Proving Information Inequalities and Identities with Symbolic Computation

TL;DR

This paper introduces symbolic computation algorithms for verifying linear information inequalities and identities, providing analytical, human-verifiable proofs that are more efficient and accurate than traditional LP-based methods.

Contribution

The paper develops symbolic algorithms for verifying information inequalities and identities, improving efficiency and enabling analytical proofs without numerical errors.

Findings

Algorithms produce human-verifiable proofs

Procedures are more computationally efficient

Direct verification of identities with minimal computation

Abstract

Proving linear inequalities and identities of Shannon's information measures, possibly with linear constraints on the information measures, is an important problem in information theory.

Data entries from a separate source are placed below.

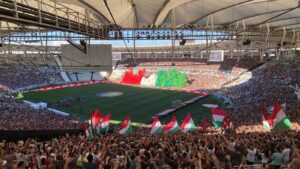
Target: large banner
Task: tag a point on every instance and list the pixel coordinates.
(216, 56)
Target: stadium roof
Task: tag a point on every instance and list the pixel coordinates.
(183, 13)
(167, 13)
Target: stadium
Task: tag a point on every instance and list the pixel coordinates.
(139, 84)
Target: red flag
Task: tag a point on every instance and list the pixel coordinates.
(276, 109)
(264, 112)
(91, 123)
(204, 124)
(96, 117)
(225, 123)
(84, 129)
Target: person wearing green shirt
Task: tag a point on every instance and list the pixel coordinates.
(90, 164)
(276, 159)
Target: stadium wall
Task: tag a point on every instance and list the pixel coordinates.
(97, 58)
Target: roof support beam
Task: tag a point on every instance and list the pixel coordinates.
(282, 26)
(285, 19)
(162, 7)
(134, 12)
(97, 13)
(227, 7)
(166, 9)
(248, 17)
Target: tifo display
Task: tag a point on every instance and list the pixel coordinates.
(164, 78)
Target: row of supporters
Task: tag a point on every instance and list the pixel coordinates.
(276, 121)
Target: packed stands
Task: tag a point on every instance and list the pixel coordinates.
(17, 76)
(18, 116)
(269, 82)
(141, 150)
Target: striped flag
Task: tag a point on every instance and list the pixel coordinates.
(105, 123)
(87, 130)
(172, 126)
(278, 119)
(266, 124)
(218, 116)
(156, 127)
(188, 124)
(125, 127)
(95, 121)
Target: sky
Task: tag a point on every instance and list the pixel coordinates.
(121, 43)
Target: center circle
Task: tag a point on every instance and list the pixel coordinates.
(109, 94)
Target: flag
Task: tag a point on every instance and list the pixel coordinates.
(87, 130)
(278, 119)
(172, 126)
(156, 127)
(95, 121)
(125, 127)
(218, 116)
(225, 123)
(266, 124)
(105, 123)
(188, 124)
(204, 124)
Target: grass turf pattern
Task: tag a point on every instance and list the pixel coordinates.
(141, 104)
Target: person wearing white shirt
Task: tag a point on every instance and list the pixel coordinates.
(251, 156)
(286, 155)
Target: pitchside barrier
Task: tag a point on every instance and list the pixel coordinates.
(14, 135)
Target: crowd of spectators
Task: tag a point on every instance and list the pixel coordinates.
(139, 150)
(15, 76)
(268, 83)
(19, 116)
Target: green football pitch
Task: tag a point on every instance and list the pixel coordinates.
(141, 104)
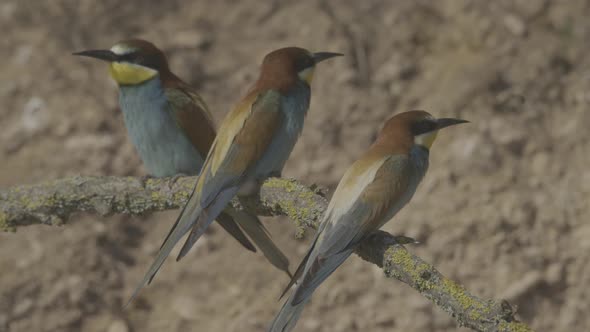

For this purpose, ITIP and other variant algorithms have been developed and implemented, which are all based on solving a linear program (LP). In particular, an identity $f = 0$ is verified by solving two LPs, one for $f \ge 0$ and one for $f \le 0$. In this paper, we develop a set of algorithms that can be implemented by symbolic computation. Based on these algorithms, procedures for verifying linear information inequalities and identities are devised. Compared with LP-based algorithms, our procedures can produce analytical proofs that are both human-verifiable and free of numerical errors. Our procedures are also more efficient computationally. For constrained inequalities, by taking advantage of the algebraic structure of the problem, the size of the LP that needs to be solved can be significantly reduced. For identities, instead of solving two LPs, the identity can be verified directly with very little computation.